Culpado foi o Inverno ameno e seco. Ainda o estio vinha longe e já o mercúrio galgava a escala. Astrólogos e meteorologistas, ofícios irmãos na exactidão matemática e de reputação consagrada, agouraram: «O Verão do nosso descontentamento não tarda,** e será um dos mais quentes de que há memória.»*** A justificação? Elementar (explicou depois o professor doutor J. H. Watson da Universidade de Oxford), as alterações climáticas cresceram em pujança. Após a mortandade vegetal na Amazónia, os excessos nos combustíveis fósseis (Volkswagen incluída), o metano lançado à atmosfera por vacas de todo o mundo (uni-vos!), eis que eclode impetuosa e despudorada a máquina de fumar electrónica. A invenção que suprime o elitista charuto e o operário cigarro foi saudada com vivas e amanhãs cantados. E-fumadores de todo o mundo batem no peito em contentamento, arrotam nicotina automática e exibem amor ao pénis do robot. Freud cora enquanto inala mais uma linha.****
Sensato, faz planos. Não garantem sucessos, minimizam riscos. Assim acredita com a mesma fé de quem carrega um pára-quedas suplementar. Em Dezembro faz pedido ao Menino Jesus. A quem havia de ser? Cristão, assiste com repulsa ao desvelo que pais e educadores ostentam pelo velho obeso de barbas brancas. Esse que nos templos pagãos atrai crianças com doces, as senta no colo, beija e acaricia. Ninguém gosta assim tanto de fedelhos mimados. O traje garrido e ridículo é disfarce. Envergasse ele fato de três peças Príncipe de Gales, farpela de escuteiro, vestimenta de professor de ginástica ou batina, e era vê-los correr, martelando smartphones, berrando indignações em redes sociais, lançando apelos e petições.
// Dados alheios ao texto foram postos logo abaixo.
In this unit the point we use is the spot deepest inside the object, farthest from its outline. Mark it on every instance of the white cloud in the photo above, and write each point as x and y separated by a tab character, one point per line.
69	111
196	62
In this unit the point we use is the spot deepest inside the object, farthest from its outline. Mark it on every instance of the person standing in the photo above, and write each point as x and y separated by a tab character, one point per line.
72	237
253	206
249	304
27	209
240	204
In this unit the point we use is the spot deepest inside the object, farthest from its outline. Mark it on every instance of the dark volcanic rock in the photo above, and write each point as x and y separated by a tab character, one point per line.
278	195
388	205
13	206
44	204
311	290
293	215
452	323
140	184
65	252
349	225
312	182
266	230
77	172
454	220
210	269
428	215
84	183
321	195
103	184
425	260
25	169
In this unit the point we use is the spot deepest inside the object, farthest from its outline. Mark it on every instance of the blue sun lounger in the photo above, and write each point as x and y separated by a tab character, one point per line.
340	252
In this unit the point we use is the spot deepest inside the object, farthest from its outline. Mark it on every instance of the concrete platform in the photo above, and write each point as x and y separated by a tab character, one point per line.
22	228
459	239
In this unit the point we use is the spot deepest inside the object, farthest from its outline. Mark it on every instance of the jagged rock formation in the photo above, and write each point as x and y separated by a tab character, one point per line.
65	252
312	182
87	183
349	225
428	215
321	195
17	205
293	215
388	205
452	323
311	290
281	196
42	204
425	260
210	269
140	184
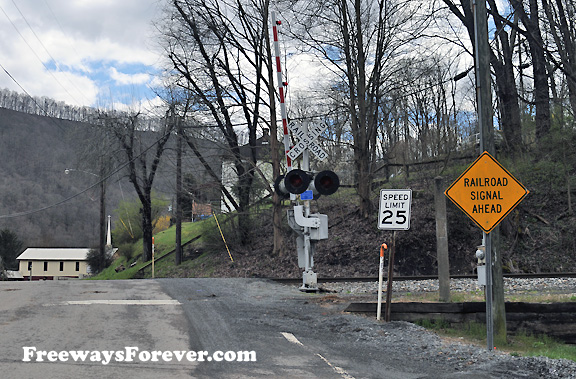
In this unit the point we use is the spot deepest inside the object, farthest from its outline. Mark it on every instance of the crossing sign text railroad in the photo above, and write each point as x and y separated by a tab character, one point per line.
486	192
307	140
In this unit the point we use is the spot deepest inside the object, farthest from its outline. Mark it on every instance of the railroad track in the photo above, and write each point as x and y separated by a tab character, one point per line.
425	277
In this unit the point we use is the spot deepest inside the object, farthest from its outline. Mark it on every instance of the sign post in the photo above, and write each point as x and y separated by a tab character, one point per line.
380	279
394	214
487	193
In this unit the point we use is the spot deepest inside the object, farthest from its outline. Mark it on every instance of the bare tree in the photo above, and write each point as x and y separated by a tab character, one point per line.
217	50
502	63
359	40
143	148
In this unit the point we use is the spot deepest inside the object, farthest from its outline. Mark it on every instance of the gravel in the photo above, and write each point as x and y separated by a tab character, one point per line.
511	285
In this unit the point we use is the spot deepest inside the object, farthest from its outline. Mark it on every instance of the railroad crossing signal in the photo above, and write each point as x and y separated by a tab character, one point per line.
486	192
298	181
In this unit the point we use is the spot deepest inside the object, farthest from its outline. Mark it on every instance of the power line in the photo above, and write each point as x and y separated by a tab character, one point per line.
102	179
36	54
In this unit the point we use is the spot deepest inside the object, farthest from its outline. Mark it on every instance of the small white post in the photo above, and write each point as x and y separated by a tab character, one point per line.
380	279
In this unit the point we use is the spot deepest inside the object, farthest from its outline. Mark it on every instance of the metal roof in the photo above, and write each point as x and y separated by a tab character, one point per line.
54	254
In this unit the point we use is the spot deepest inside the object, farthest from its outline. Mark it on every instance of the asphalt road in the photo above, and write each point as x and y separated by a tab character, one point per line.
291	334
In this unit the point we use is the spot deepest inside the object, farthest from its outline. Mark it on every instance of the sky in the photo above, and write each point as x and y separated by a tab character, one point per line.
98	53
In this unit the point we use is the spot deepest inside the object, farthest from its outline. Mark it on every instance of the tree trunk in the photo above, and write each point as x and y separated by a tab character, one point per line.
278	239
541	88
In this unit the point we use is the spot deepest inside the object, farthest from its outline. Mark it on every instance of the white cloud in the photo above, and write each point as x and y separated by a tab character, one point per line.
77	51
125	79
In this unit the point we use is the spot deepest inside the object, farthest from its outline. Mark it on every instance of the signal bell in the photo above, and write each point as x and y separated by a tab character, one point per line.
298	181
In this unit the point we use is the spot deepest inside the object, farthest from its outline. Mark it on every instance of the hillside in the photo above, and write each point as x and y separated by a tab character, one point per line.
537	237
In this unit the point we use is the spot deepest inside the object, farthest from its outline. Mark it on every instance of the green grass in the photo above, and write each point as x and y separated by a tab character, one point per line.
164	242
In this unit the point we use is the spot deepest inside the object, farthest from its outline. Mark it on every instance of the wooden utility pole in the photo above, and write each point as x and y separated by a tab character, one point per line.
495	311
178	247
442	241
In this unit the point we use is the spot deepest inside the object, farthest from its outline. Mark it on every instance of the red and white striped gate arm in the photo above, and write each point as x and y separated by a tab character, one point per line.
281	85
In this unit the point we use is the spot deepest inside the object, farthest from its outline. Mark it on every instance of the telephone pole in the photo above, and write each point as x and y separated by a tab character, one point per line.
495	311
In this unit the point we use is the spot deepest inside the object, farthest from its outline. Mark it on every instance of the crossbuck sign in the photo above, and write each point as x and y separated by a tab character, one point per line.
307	136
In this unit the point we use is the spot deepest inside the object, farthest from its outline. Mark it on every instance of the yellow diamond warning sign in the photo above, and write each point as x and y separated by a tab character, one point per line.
486	192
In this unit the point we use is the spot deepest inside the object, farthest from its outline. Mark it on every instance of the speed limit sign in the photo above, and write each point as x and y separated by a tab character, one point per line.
394	213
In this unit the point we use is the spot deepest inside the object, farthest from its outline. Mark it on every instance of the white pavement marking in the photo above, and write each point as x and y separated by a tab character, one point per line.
118	302
339	370
292	338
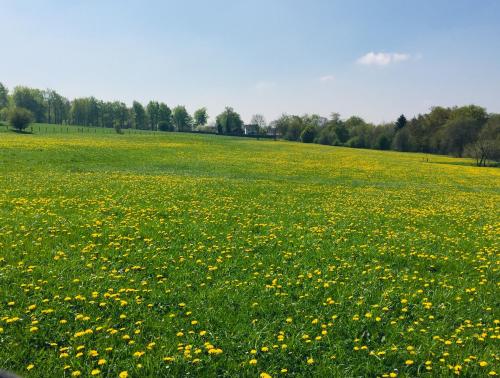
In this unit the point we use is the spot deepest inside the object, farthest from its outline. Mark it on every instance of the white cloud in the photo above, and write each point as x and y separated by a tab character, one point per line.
327	78
382	59
265	85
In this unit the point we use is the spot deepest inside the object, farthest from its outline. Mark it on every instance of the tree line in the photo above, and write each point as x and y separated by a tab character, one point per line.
459	131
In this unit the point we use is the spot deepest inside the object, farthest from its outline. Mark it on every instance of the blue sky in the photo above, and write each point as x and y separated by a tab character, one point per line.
376	59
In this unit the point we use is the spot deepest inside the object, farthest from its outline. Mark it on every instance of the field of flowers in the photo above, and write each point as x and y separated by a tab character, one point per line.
188	255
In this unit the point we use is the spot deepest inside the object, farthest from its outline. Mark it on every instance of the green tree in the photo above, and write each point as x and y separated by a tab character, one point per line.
260	121
229	122
153	109
138	115
459	132
20	118
181	118
165	118
200	117
400	123
4	96
308	134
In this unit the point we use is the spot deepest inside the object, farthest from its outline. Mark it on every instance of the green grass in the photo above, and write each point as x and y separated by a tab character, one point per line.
341	262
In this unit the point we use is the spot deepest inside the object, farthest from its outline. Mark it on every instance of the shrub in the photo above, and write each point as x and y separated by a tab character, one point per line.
20	118
308	134
165	126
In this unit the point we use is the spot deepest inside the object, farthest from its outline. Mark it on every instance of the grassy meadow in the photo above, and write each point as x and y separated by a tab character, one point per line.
194	255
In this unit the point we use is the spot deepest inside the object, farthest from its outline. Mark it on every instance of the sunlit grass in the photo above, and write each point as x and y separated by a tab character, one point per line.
168	254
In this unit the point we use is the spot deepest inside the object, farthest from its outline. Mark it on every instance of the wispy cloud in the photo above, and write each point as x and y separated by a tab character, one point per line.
264	85
327	78
382	59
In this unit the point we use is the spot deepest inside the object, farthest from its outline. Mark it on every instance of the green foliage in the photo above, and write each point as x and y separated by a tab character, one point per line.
308	134
200	117
181	118
138	116
4	99
141	253
20	118
400	123
153	114
165	122
229	122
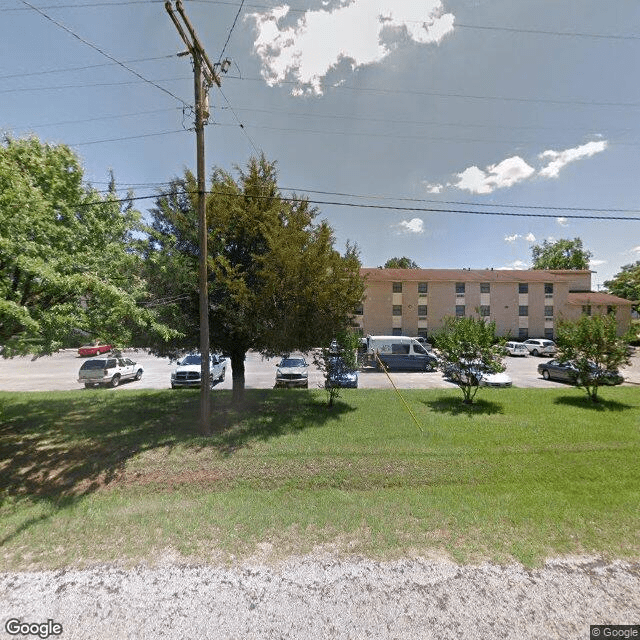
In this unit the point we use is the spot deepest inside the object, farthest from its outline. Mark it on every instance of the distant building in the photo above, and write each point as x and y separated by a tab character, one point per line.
523	304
Por motivo dos custos de armazenagem, seguros e manutenção, pede entrega em Julho quando o calor requisita o corpo, os membros dilatam, a sudação mostra-se e as férias nos deixam ausentes de nós.
Chegara-se ao Outono e coisa nenhuma. Era uma dessas noites de luar, tépidas, em que o instinto nos leva a procurar espaços abertos. Abafa-se nas salas e não só de calor. Sentado frente à enorme massa líquida observa as ondas que se desenrolam exaustas — o plano inclinado devolve-as ao mar. Sobram na areia flocos de espuma, água morta portanto. Agora como antes ergue-se e caminha de volta ao topo da duna nua de flora nativa — um mons veneris actual. No trajecto pontapeia montículos de areia cobertos de lascas de búzios que, pequenas e afiadas, se cravam na pele, abrem feridas que sangram e ardem. A sua mortificação. Um ordálio e seria culpado. Inexoravelmente culpado.
Não foi este o tempo de ser regalado com ninfa orgulhosa que despreze água para ficar molhada. Fica o remorso de não haver abandonado ninguém.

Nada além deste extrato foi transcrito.